Penale

Mercato di voto, niente reato o tentativo se l'accordo proposto non è recepito dall'altra parte

Non è punibile neanche l'istigazione del creditore al debitore che non accetta lo "scambio" per ottenere l'ok al concordato preventivo

di Paola Rossi

Il mercato di voto può sussistere nella forma tentata solo se vi è un accordo concluso o vi sono state delle trattative bilaterali ma il risultato pattuito non viene raggiunto per cause indipendenti dalla volontà delle parti coinvolte. Invece, in assenza di un patto o di una reciproca attività per raggiungerlo, non è punito dalla legge penale la mera proposta non raccolta dall'altra parte. Cioè l'istigazione al reato di mercato di voto non è perseguibile non costituendo a sua volta reato. Non è quindi fatto penalmente rilevante l'istigazione a commettere il reato sanzionato dall'articolo 233 della legge fallimentare.

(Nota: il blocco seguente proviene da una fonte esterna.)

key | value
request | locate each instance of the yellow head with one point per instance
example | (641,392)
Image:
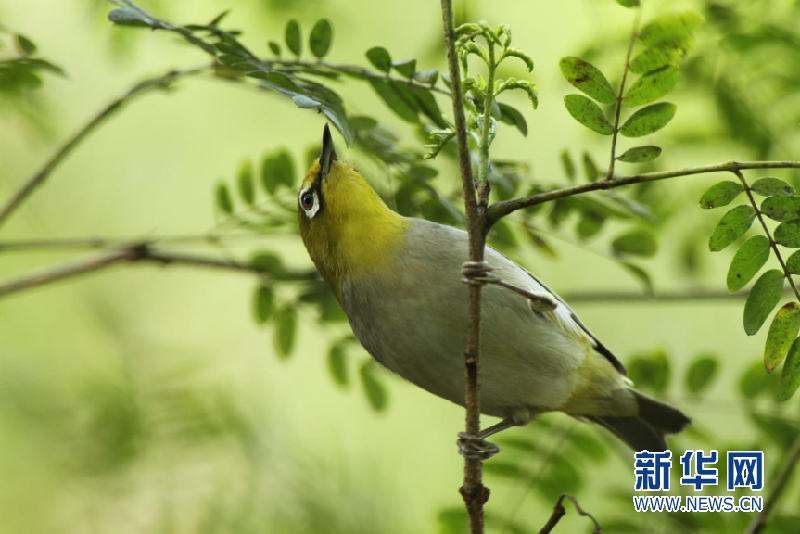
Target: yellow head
(346,227)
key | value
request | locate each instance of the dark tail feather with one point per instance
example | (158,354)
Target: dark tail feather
(647,430)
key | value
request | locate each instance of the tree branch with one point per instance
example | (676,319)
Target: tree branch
(772,242)
(498,210)
(140,253)
(778,486)
(475,494)
(618,107)
(42,174)
(559,511)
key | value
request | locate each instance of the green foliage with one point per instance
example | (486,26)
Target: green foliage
(782,332)
(648,120)
(588,113)
(720,194)
(747,261)
(762,300)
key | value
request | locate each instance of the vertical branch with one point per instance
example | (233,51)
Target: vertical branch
(475,494)
(618,107)
(772,242)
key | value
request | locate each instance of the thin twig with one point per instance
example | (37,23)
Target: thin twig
(772,242)
(499,210)
(140,253)
(559,511)
(475,494)
(42,174)
(778,486)
(618,107)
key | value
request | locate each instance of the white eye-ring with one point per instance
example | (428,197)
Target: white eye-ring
(309,202)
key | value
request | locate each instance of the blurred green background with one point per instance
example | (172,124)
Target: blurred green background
(145,399)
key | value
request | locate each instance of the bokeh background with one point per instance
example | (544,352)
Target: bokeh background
(148,400)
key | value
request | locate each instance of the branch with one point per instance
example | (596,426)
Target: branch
(772,242)
(559,511)
(618,107)
(778,486)
(140,253)
(159,82)
(475,494)
(499,210)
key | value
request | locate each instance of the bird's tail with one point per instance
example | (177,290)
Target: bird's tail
(648,429)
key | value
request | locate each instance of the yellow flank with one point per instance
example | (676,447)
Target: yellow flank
(355,232)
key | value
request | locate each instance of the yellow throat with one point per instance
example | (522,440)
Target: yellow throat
(352,232)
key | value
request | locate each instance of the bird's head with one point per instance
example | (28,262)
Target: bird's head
(344,224)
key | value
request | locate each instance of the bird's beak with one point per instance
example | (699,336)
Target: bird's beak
(328,155)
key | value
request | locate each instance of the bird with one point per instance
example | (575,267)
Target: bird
(400,281)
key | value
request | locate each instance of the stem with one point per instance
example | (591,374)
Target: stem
(499,210)
(42,174)
(618,109)
(772,242)
(778,486)
(138,253)
(484,188)
(473,491)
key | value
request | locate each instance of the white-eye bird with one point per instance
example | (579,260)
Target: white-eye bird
(399,280)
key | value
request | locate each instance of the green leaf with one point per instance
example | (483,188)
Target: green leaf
(651,86)
(701,373)
(285,331)
(588,79)
(380,58)
(319,41)
(588,113)
(25,45)
(337,365)
(782,332)
(790,376)
(660,56)
(224,199)
(788,234)
(640,154)
(395,100)
(720,194)
(263,303)
(590,169)
(793,263)
(569,165)
(512,116)
(293,40)
(781,209)
(731,227)
(636,244)
(406,67)
(747,261)
(772,187)
(426,76)
(670,28)
(373,385)
(277,169)
(245,183)
(762,299)
(648,120)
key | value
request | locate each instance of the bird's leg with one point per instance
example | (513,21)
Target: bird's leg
(479,273)
(476,447)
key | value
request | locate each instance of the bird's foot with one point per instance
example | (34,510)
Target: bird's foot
(475,447)
(478,273)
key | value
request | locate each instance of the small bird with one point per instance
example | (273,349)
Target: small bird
(399,280)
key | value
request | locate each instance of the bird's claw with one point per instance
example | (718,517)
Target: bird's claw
(478,273)
(475,448)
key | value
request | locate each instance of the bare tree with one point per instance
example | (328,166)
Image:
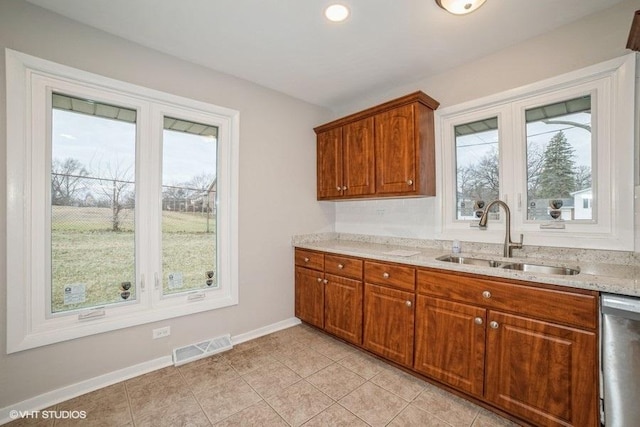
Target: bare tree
(66,180)
(117,188)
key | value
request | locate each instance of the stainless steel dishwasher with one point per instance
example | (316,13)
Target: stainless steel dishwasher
(621,360)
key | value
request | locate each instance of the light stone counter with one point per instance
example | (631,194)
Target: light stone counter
(615,272)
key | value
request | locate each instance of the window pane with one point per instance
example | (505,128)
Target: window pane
(559,163)
(92,204)
(477,162)
(189,185)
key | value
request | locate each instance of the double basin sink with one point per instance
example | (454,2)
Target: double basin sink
(508,265)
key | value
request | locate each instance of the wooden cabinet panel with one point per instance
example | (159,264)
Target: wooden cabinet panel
(579,308)
(384,151)
(358,167)
(309,296)
(309,259)
(543,372)
(396,150)
(343,308)
(393,275)
(329,163)
(343,266)
(388,323)
(450,343)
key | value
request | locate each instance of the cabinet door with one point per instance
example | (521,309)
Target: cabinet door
(343,308)
(543,372)
(396,150)
(309,294)
(329,158)
(450,343)
(388,323)
(358,163)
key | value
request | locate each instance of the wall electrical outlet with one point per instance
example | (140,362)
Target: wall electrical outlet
(161,332)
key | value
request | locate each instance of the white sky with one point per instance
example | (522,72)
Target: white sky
(102,145)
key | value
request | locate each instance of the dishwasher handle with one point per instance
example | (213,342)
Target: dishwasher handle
(621,306)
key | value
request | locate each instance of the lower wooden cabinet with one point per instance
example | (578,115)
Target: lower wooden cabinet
(529,350)
(388,323)
(343,308)
(309,290)
(542,372)
(450,343)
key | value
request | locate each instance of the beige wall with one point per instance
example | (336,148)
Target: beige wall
(591,40)
(277,199)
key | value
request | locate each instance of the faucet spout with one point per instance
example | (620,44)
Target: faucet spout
(508,244)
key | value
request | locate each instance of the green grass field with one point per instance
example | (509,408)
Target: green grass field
(84,250)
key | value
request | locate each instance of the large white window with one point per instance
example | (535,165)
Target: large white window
(121,204)
(559,152)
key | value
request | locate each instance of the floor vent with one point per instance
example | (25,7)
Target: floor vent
(200,350)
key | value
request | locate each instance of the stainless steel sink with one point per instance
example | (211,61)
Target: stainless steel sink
(470,261)
(544,269)
(507,265)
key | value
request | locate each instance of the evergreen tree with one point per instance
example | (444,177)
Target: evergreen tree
(557,178)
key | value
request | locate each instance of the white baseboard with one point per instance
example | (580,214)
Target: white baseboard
(54,397)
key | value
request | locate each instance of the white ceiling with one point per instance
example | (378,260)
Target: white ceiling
(289,46)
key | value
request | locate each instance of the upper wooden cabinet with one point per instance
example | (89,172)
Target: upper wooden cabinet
(384,151)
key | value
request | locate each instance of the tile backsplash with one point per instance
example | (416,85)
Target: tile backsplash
(414,218)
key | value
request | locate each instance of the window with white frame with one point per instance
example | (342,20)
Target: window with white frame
(122,204)
(558,152)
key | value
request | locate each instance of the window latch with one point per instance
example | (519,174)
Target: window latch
(195,296)
(96,313)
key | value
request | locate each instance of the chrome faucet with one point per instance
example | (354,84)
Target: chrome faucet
(508,244)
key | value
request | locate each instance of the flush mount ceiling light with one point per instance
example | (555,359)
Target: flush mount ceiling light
(460,7)
(336,12)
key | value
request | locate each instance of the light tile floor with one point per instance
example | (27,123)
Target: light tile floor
(294,377)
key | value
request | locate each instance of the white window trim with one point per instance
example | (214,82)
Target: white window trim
(612,86)
(28,326)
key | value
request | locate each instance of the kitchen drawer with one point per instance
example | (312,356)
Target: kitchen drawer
(396,276)
(309,259)
(572,308)
(343,266)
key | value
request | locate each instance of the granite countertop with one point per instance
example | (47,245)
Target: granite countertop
(605,271)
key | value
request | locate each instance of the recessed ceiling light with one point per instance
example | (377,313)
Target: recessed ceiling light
(336,12)
(460,7)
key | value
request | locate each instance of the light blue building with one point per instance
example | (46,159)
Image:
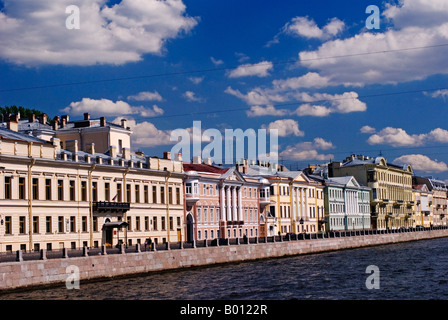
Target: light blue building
(347,203)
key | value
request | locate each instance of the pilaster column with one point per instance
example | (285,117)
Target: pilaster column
(234,209)
(240,205)
(229,208)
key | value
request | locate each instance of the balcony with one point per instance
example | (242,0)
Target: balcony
(110,207)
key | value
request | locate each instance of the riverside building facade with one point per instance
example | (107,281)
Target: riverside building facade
(223,202)
(52,198)
(391,197)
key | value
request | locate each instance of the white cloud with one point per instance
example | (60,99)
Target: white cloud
(191,97)
(422,163)
(438,93)
(416,24)
(34,33)
(308,150)
(106,107)
(305,27)
(146,134)
(196,80)
(367,129)
(396,137)
(285,127)
(146,96)
(260,69)
(258,111)
(216,62)
(312,110)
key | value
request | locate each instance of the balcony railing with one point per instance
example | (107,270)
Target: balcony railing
(107,206)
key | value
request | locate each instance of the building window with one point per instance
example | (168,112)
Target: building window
(137,193)
(48,224)
(107,191)
(162,194)
(137,223)
(95,223)
(119,193)
(84,223)
(60,190)
(177,195)
(163,224)
(21,188)
(154,223)
(72,224)
(146,223)
(72,190)
(128,193)
(83,191)
(35,189)
(7,187)
(35,224)
(94,191)
(8,225)
(60,224)
(47,189)
(145,194)
(154,194)
(22,225)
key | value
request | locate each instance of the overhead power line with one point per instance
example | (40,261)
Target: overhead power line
(178,73)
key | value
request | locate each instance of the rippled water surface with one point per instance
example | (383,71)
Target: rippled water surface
(413,270)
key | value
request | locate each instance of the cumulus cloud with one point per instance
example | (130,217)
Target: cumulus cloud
(146,96)
(260,69)
(306,27)
(443,93)
(146,134)
(416,24)
(398,137)
(367,129)
(191,97)
(108,107)
(34,33)
(308,150)
(422,163)
(285,127)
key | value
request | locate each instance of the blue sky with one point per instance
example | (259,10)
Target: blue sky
(310,69)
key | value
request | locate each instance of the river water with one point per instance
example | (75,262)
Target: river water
(412,270)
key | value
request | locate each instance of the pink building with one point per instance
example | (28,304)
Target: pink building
(222,203)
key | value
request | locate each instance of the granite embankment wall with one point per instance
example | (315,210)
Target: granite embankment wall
(53,272)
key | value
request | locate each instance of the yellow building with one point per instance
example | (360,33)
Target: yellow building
(391,198)
(52,198)
(297,202)
(422,206)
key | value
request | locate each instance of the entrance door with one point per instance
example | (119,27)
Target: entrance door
(109,237)
(190,227)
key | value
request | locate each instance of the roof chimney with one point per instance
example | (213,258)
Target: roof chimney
(13,123)
(43,118)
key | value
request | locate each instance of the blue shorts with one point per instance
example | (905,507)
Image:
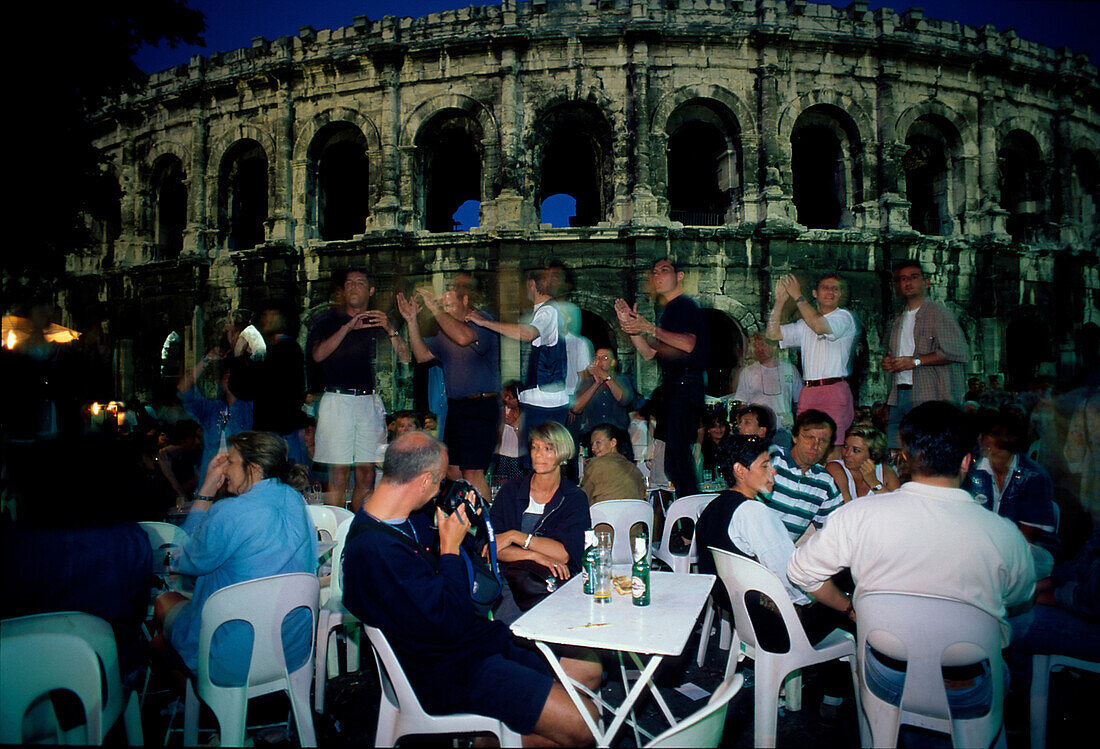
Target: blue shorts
(512,685)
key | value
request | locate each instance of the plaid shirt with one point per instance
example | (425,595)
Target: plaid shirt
(935,330)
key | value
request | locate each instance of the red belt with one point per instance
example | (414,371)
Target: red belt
(818,383)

Il reato di mercato di voto previsto dalla legge fallimentare punisce l'accordo tra il fallito (o il fallendo) che miri ad alterare la par condicio tra tutti coloro che vantano un credito verso il debitore.
Come dice la Cassazione penale - con la sentenza n. 46839/2022 - si tratta di "reato-accordo" per cui la fattispecie sorge solo in caso di condotta bilaterale. Il mercato di voto è assimilabile alla struttura bilaterale dell'accordo corruttivo. Ma il Legislatore, nel caso della corruzione ha espressamene previsto la rilevanza penale anche della condotta unilaterale di chi propone l'accordo corruttivo non recepito dall'altra parte: cioè l'istigazione. Previsione invece assente per il reato di mercato di voto. Quindi - siccome per regola generale un fatto può essere punito come reato solo se espressamente previsto come tale dalla legge - l'istigatore dello scambio di voto in sede di concordato preventivo non è punibile perché "il fatto non sussiste". Il ricorrente è stato così definitivamente assolto in quanto la proposta inascoltata dal debitore lo ha messo nel ruolo irrilevante penalmente del mero istigatore.